付帯性に関する5つの具体的なトポスが提示される。これには、本質的属性(類など)を付帯性と混同していないかの検証、種ごとの体系的な考察、定義の明確化による偽なる前提の摘発、世俗の言語習慣と専門知識の使い分けが含まれる。

§2.2Εἷς μὲν δὴ τόπος τὸ ἐπιβλέπειν εἰ τὸ κατ᾿ ἄλλον τινὰ τρόπον ὑπάρχον ὡς συμβεβηκὸς ἀποδέδωκεν.
まず一つのトポスは、他のある仕方で属しているものを付帯性として提示していないかを観察することである。
Ἁμαρτάνεται δὲ μάλιστα τοῦτο περὶ τὰ γένη, οἷον εἴ τις τῷ λευκῷ φαίη συμβεβηκέναι χρώματι εἶναι·
そしてこの誤りはとりわけ類に関して犯される。 例えば、ある人が白に「色であること」が付帯していると言うような場合である。
οὐ γὰρ συμβέβηκε τῷ λευκῷ χρώματι εἶναι, ἀλλὰ γένος αὐτοῦ τὸ χρῶμά ἐστιν.

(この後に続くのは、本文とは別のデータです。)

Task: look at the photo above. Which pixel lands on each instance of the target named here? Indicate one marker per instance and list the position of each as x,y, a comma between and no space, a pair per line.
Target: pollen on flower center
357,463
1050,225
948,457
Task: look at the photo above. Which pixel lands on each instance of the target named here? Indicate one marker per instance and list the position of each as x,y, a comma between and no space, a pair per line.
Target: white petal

なぜなら、白に色であることは付帯しているのではなく、色がその類だからである。
ἐνδέχεται μὲν οὖν καὶ κατὰ τὴν ὀνομασίαν διορίσαι τὸν τιθέμενον, οἷον ὅτι συμβέβηκε τῇ δικαιοσύνῃ ἀρετῇ εἶναι·
したがって、主張を立てる者が言葉遣いにおいて規定することも可能である、例えば「正義に美徳であることが付帯する」というように。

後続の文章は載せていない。